Shell Accused Of "Blatantly False" Claims Over Oil Spill Clean-Ups

A new report from Amnesty International has accused Shell of failing to clean up multiple oil spills in the Niger Delta.

Oil continues to contaminate water around the Bomu Manifold in Nigeria in August 2015, Amnesty International said, three years after Shell said they had cleaned the area.

Amnesty International

The oil giant Shell has been accused by Amnesty International of repeatedly failing to clean up the results of oil spills from its infrastructure in Nigeria.

Some of the spills where researchers for the charity found continued contamination dated back as much as 45 years, while others showed apparent oil pollution despite having been certified as clean by the Nigerian government within the last year.

Shell has reported around 200 spills a year in Nigeria for each of the last five years. The company blames attempts to steal oil from pipes as a large contributor to the high number of spills, but Amnesty International said ageing infrastructure is also a major factor.

Strict rules in the country require visible oil in water to be gone within 60 days of a spill, but photographs obtained by researchers from Amnesty International and the Centre for Human Rights and Development appear to show visible oil in multiple sites even years after spills.

The charity timed the launch of its new report to mark the 20th anniversary of the execution by the Nigerian government of nine Ogoni tribal leaders who had campaigned against oil extraction on their territory.

Relatives of those killed had accused Shell of "collusion" in the deaths. In 2009, Shell settled a civil claim from the families for $15.5 million, without admission of liability.

A disused flow station in the Bomu Manifold.
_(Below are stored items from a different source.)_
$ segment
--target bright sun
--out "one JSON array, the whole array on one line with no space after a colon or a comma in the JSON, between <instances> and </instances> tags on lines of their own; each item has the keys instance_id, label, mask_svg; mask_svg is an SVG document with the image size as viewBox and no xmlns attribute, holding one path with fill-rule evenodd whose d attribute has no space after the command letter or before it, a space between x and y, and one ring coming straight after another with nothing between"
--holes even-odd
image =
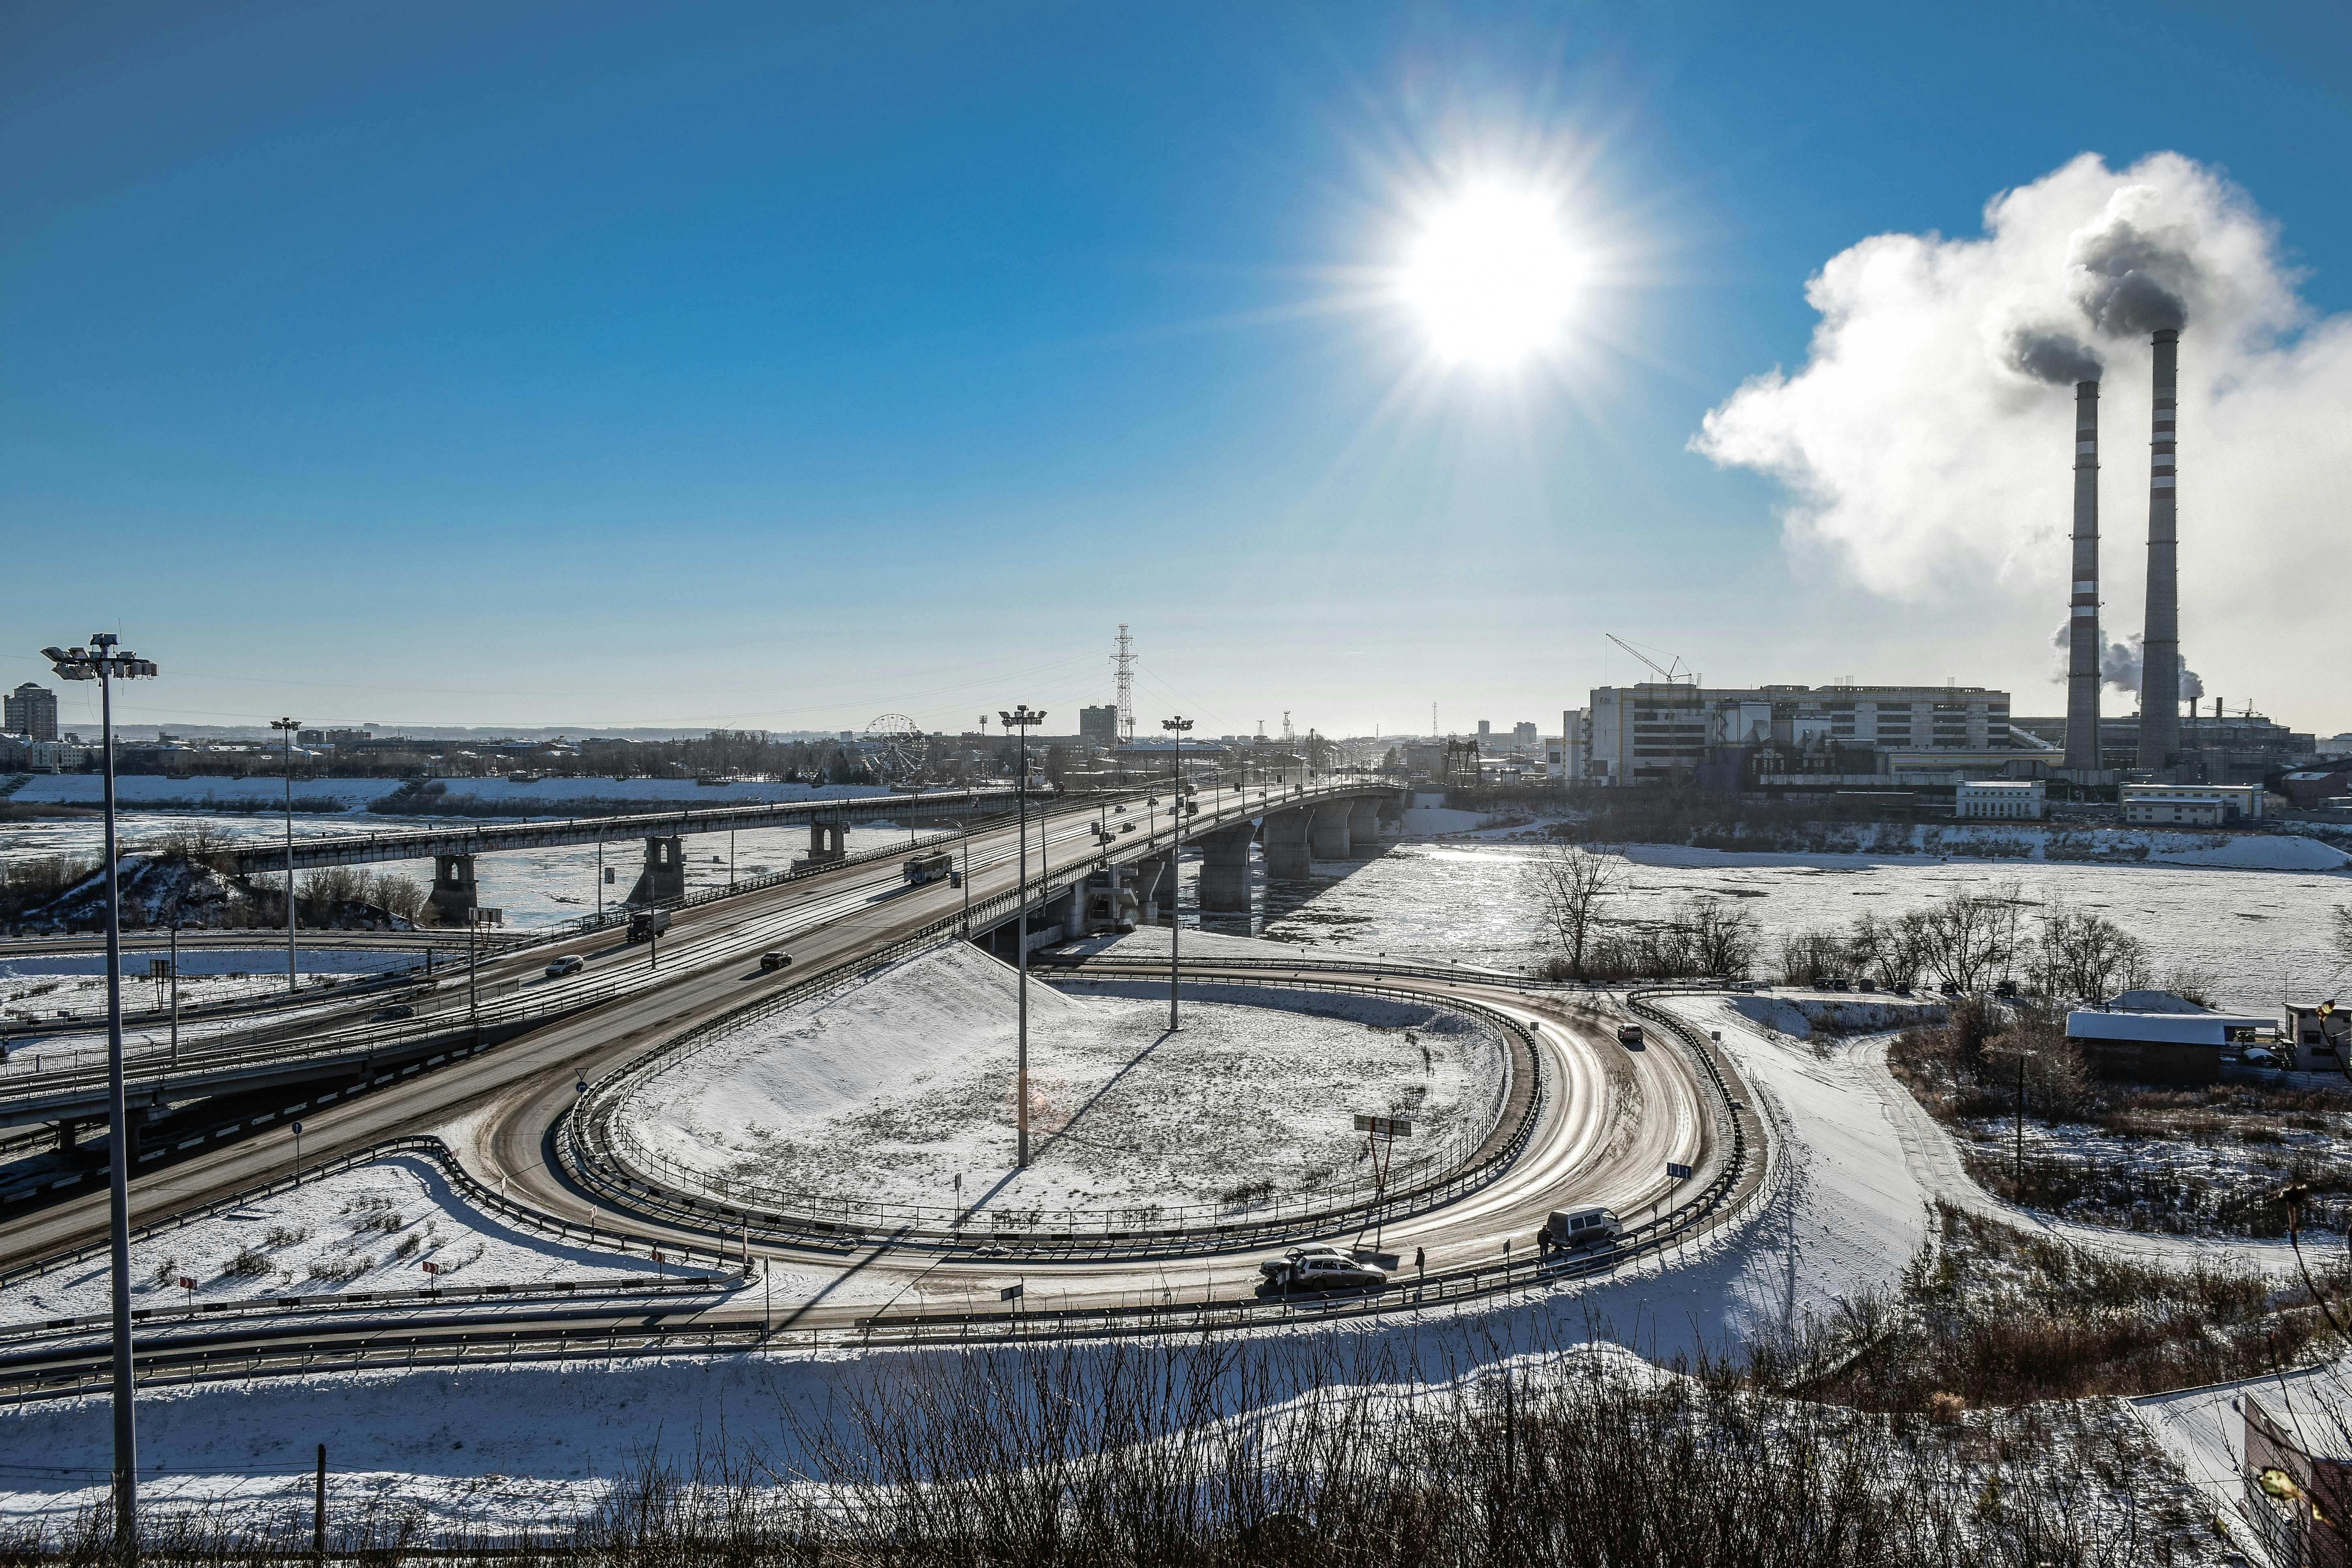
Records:
<instances>
[{"instance_id":1,"label":"bright sun","mask_svg":"<svg viewBox=\"0 0 2352 1568\"><path fill-rule=\"evenodd\" d=\"M1424 216L1399 288L1441 358L1503 367L1559 338L1580 272L1556 202L1477 184Z\"/></svg>"}]
</instances>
Amnesty claims much of the oil infrastructure in Nigeria is badly outdated, contributing to spills.

Mike Uwemedimo / Amnesty International

The oldest spill for which researchers found oil still present dated back to a 1970 fire and subsequent spill near Boobanabe, where researchers found "waterlogged areas with an oily sheen" and "soil was black and encrusted with oil".

This was despite, Amnesty said, the site having been declared cleaned-up in 1975 and again in 2012.

Researchers also found "soil soaked with crude oil" around the Bomu Manifold – where several Shell oil routes coincide – dating from a large fire in 2009, declared clean in 2012; further south in the Barabeedom swamp, which was declared clean by regulators a year ago; and in Ogale, which was declared clean in 2012.

Amnesty International said in its report researchers had then cross-checked the areas against Shell's database of leaks to make sure the contimation they reported could not have been caused by more recent spills.